[LLVMdev] Passing a pointer to a function
Scott Ricketts
sricketts at maxentric.com
Wed May 20 19:31:30 PDT 2009
I recently began hacking around with my first LLVM pass. The big
picture is that I would like to insert function calls for each
instruction type, and pass some parameters based on the instruction
type. Then I will link the output to some C file that implements those
functions.
Things were going well until I started trying to make function calls
with a pointer as a parameter. For example, I would like to do
something like:
void
visitLoadInst(LoadInst &I) {
Value *P;
P = I.getPointerOperand();
CallInst::Create(load_fcall, P, "", &I);
}
Where load_fcall is build using a call to Module::getOrInsertFunction
as in the example here:
http://wiki.llvm.org/HowTo:_Insert_a_function_call
My question is, what do I pass as the argument type for P above? The
following seems to work, as long as there are no floating point ops:
PointerType::getUnqual(IntegerType::get(32))

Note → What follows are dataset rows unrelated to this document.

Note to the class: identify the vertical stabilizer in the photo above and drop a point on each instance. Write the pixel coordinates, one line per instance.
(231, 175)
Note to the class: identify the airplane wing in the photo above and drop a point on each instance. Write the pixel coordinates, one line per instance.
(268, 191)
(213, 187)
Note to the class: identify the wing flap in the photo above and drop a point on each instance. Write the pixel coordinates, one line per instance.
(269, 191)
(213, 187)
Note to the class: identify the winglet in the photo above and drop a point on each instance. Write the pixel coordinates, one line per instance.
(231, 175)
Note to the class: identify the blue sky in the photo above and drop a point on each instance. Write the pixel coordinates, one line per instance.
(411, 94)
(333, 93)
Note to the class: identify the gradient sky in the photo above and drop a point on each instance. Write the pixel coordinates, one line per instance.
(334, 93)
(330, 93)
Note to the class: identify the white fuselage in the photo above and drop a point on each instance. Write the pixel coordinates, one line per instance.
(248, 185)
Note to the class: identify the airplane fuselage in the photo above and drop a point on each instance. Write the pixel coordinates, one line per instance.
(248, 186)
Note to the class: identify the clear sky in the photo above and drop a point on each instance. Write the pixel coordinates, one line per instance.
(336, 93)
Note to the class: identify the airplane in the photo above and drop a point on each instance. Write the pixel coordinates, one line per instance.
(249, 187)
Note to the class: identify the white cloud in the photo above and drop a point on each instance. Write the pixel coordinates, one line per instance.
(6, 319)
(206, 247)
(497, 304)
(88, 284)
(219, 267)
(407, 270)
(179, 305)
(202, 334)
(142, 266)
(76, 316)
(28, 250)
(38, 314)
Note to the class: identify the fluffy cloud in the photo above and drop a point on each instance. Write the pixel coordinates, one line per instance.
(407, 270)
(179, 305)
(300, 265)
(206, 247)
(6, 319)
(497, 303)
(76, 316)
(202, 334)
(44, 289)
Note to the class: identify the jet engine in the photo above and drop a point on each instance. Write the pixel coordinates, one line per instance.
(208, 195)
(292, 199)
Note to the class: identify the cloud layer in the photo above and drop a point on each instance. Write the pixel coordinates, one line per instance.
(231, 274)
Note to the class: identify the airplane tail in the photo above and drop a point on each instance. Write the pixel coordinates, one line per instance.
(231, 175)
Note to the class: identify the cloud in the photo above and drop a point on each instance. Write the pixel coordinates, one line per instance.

So I tried using just a void pointer type, as in:
PointerType::getUnqual(Type::VoidTy)
But then Type.cpp throws this assertion.
Assertion `ValueType != Type::VoidTy && "Pointer to void is not valid,
use sbyte* instead!"' failed.
I can try checking the type before building the function, as in:
void
visitLoadInst(LoadInst &I) {
Value *P;
P = I.getPointerOperand();
PointerType* PtrTy = (PointerType*)(P);
Constant* fcall;
if (PtrTy->getElementType()->isInteger()) {
fcall = buildFcallMem(*theModule, "load_int", Type::Int32Ty);
CallInst::Create(fcall, P, "", &I);
} else if (PtrTy->getElementType()->isInteger()){
fcall = buildFcallMem(*theModule, "load_float", Type::FloatTy);
CallInst::Create(fcall, P, "", &I);
}
}
But then I get segfaults or assertions fail in Type.h (it's a huge
mess). I could be more specific, but I have tried several different
approaches and am trying to be brief here.
Perhaps I am overlooking an obvious approach. I will continue snooping
through the code to attempt to learn what is going on, but if anyone
could nudge me in the right direction or point out where I am
completely off, that would probably be helpful.